En périphérie de cette famille, Frédéric Dargens est un peu le négatif du cliché petit bourgeois qu'incarnait Oscar Donadieu. Fils de Banquier, grande fortune, il s'est retrouvé ruiné quand la banque a sauté et a ouvert un cinéma qui vivote entre des spectacles de danseuses et de prestidigitateurs et dans lequel il habite dans un réduis, vivant en bohème. Il fréquente à l'occasion les danseuses, comble du déshonneur pour cette bourgeoisie bien pensante. Malgré cela, il est l'ami, le confident de l'épouse de Donadieu ainsi que de sa belle-fille Eva.
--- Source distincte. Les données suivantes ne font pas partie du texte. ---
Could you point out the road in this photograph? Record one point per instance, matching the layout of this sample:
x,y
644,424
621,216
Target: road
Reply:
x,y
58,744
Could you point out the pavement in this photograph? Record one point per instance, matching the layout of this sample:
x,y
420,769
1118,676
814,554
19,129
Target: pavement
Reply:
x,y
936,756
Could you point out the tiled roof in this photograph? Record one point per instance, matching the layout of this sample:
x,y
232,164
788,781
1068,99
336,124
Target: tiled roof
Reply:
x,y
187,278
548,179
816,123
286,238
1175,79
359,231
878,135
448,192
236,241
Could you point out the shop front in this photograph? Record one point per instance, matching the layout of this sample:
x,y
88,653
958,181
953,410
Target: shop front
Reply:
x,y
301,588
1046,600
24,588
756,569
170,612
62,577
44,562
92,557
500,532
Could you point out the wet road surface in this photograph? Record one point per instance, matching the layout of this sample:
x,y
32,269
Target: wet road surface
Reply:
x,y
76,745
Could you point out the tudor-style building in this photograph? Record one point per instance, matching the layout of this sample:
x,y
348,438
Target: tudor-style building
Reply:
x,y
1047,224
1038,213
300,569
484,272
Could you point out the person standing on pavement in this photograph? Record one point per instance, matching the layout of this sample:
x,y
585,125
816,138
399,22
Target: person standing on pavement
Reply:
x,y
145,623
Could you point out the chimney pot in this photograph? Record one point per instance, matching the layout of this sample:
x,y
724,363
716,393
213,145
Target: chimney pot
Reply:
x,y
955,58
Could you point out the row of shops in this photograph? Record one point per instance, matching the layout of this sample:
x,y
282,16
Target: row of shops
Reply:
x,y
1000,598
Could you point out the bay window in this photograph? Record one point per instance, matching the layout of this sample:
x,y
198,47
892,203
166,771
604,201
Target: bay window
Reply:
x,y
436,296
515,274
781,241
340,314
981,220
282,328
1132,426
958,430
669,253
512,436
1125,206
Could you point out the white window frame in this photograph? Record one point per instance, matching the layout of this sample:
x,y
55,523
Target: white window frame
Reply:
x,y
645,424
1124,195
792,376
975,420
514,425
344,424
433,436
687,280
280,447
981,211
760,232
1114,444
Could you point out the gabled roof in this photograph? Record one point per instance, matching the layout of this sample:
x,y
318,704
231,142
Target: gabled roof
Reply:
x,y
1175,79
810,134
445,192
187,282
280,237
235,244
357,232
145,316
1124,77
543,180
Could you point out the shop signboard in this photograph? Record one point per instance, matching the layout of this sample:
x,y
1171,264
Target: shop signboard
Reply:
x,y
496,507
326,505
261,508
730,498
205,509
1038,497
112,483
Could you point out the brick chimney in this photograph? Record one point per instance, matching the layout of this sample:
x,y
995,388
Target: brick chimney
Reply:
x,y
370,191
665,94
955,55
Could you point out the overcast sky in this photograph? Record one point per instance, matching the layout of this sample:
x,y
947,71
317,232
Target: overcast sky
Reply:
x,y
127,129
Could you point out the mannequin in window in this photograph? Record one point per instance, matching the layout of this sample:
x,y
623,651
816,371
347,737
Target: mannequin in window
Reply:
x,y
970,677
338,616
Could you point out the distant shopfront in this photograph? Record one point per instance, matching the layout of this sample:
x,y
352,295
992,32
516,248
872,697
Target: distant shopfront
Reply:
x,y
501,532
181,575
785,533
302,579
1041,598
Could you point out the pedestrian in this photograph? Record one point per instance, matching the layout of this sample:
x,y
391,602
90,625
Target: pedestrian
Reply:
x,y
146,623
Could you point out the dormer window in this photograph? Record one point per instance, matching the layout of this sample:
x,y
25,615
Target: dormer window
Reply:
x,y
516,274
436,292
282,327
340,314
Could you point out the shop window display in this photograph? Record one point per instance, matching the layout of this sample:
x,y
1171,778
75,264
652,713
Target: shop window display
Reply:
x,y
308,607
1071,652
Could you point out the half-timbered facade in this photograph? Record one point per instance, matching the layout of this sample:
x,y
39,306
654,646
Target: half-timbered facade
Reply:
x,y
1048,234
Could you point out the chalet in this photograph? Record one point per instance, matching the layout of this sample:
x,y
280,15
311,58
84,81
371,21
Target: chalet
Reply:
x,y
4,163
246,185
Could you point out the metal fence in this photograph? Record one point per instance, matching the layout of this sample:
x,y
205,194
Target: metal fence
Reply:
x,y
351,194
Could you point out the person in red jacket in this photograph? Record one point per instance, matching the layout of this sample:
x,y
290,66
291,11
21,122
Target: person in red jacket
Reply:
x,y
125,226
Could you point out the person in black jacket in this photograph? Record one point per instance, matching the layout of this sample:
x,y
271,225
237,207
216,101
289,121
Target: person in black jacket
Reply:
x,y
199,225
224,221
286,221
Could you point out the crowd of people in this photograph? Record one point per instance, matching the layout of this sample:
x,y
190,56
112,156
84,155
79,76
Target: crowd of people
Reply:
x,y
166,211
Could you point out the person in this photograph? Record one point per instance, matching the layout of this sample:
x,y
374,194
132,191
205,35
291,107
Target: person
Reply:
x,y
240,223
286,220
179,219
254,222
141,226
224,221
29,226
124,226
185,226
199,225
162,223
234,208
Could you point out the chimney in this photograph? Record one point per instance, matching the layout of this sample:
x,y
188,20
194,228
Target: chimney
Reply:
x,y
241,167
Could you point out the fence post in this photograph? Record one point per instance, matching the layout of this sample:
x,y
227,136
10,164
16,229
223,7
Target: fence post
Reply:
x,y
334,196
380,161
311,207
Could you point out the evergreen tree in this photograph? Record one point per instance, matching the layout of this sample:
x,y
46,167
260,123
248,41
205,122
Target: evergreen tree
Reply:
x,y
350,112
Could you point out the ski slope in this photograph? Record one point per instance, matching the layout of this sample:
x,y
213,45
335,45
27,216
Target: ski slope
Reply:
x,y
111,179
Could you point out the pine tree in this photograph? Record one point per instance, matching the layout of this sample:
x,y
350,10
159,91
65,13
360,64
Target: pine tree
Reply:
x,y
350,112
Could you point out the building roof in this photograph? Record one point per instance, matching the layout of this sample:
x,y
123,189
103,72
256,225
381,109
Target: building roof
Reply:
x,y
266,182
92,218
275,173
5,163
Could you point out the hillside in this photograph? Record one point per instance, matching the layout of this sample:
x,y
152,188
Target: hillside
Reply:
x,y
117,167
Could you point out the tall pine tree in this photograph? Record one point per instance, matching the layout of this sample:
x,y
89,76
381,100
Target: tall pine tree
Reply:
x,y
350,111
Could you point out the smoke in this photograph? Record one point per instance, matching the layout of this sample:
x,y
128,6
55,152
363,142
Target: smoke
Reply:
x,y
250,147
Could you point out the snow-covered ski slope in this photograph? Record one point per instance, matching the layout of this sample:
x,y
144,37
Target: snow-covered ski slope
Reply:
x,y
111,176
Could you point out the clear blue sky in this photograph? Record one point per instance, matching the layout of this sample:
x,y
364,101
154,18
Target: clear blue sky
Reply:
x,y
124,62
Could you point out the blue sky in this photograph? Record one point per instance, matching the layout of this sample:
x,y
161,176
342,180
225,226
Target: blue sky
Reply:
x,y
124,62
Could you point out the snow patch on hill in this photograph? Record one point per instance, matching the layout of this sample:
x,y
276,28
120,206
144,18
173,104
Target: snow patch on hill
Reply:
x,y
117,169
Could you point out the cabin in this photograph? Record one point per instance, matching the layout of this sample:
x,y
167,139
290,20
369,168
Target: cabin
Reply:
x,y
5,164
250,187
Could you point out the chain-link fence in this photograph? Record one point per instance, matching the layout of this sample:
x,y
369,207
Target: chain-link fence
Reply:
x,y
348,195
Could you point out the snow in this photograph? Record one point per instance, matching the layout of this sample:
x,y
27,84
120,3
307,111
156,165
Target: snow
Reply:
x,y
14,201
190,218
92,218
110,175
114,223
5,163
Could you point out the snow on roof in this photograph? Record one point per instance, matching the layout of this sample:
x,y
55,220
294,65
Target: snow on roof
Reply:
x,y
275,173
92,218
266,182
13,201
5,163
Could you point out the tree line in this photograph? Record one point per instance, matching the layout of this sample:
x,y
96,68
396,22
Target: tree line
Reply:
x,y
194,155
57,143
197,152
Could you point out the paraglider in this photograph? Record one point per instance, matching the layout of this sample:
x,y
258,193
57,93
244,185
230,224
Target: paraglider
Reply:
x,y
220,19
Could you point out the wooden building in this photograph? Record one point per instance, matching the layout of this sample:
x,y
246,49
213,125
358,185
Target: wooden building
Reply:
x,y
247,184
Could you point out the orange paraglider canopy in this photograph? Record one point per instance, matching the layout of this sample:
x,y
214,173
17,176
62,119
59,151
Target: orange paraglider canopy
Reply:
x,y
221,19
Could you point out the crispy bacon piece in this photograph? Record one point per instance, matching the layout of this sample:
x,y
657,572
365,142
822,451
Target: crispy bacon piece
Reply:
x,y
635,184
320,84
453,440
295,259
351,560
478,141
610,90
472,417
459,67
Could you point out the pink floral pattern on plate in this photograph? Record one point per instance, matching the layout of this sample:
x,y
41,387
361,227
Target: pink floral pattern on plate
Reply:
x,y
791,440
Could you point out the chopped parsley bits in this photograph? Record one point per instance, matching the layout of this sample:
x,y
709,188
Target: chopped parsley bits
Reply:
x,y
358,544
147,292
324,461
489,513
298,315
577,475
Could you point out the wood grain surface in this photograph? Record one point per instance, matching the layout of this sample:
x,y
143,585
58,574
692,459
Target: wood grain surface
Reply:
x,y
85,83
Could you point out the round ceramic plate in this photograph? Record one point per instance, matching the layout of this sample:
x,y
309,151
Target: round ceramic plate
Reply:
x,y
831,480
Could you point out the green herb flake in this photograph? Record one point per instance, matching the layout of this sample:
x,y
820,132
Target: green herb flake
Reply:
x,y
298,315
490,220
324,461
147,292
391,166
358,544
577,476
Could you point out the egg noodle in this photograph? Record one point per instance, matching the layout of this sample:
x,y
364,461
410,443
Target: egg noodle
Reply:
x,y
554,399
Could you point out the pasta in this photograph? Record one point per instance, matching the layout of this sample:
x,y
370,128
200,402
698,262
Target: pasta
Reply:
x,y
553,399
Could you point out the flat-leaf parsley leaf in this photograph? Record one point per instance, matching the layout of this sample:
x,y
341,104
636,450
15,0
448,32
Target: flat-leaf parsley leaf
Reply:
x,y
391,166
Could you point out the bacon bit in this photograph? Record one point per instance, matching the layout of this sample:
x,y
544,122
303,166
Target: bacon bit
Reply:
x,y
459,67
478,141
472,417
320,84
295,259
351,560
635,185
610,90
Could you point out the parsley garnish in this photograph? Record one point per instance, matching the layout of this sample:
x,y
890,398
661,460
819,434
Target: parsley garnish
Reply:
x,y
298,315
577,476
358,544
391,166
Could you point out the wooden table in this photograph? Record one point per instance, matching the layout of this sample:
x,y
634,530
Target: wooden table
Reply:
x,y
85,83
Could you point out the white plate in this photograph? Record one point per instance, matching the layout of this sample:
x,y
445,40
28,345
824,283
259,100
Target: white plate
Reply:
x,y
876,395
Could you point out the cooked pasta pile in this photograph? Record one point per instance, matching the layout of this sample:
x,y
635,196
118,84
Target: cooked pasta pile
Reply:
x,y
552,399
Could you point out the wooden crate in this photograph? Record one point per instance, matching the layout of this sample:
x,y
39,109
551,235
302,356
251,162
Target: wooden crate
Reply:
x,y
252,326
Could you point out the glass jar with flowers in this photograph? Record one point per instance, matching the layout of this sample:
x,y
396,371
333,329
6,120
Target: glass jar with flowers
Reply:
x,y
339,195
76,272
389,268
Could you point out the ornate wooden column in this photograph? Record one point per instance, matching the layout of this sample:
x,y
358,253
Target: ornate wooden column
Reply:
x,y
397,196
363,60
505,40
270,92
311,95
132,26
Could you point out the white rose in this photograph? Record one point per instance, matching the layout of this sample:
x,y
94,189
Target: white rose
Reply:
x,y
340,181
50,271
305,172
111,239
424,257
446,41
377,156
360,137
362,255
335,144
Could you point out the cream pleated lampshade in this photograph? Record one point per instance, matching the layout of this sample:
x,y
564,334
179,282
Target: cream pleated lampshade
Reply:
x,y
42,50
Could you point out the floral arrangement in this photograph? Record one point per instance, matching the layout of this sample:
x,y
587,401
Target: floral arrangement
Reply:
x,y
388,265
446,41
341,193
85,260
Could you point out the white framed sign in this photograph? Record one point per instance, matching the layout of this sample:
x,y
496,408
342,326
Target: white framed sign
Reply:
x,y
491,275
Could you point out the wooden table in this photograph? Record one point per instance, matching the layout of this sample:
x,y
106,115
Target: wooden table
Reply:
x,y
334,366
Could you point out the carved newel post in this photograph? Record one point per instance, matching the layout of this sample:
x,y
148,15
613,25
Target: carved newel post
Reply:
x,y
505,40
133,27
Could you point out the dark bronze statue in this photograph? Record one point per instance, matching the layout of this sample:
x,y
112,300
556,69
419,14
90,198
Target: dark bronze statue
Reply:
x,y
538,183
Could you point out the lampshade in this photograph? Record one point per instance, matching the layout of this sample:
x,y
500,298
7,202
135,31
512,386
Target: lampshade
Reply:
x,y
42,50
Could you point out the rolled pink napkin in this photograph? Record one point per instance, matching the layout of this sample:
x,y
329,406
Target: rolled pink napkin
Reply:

Il assurera le trait d'union entre les deux familles.
Son fils Philippe a séduit Martine, la seconde fille d'Oscar Donadieu. Il s'introduit dans sa chambre en transitant par le jardin de la bonne d'à côté, Charlotte, s'acquittant d'un droit de passage charnel. Plutôt bel homme, parangon d'ambition, il n'aura de cesse d'utiliser tous les moyens à sa disposition pour parvenir à ses fins et tenter de créer sa propre dynastie. Arrivera-t-il à entrer dans la famille par la grande porte ?

Ce petit monde va graviter de la Rochelle à la maison de vacances de St Raphaël, puis à Paris. Avec, toujours, les descriptions de Simenon, ruelles, maisons, mais aussi lumières, odeurs, sensations. « Malgré l'heure, de la rosée tremblait encore sur les herbes du talus et le soleil était voilé par l'haleine humide de la terre. »
Les pages se tournent vivement, laissant des empreintes d'égoïsme, de veulerie, d'ambition, de manipulation, d'amour fou, de médiocrité, de vices… le clan Donadieu ayant perdu son pilier, il paraît peu probable qu'il arrivera à colmater les lézardes qui se creusent.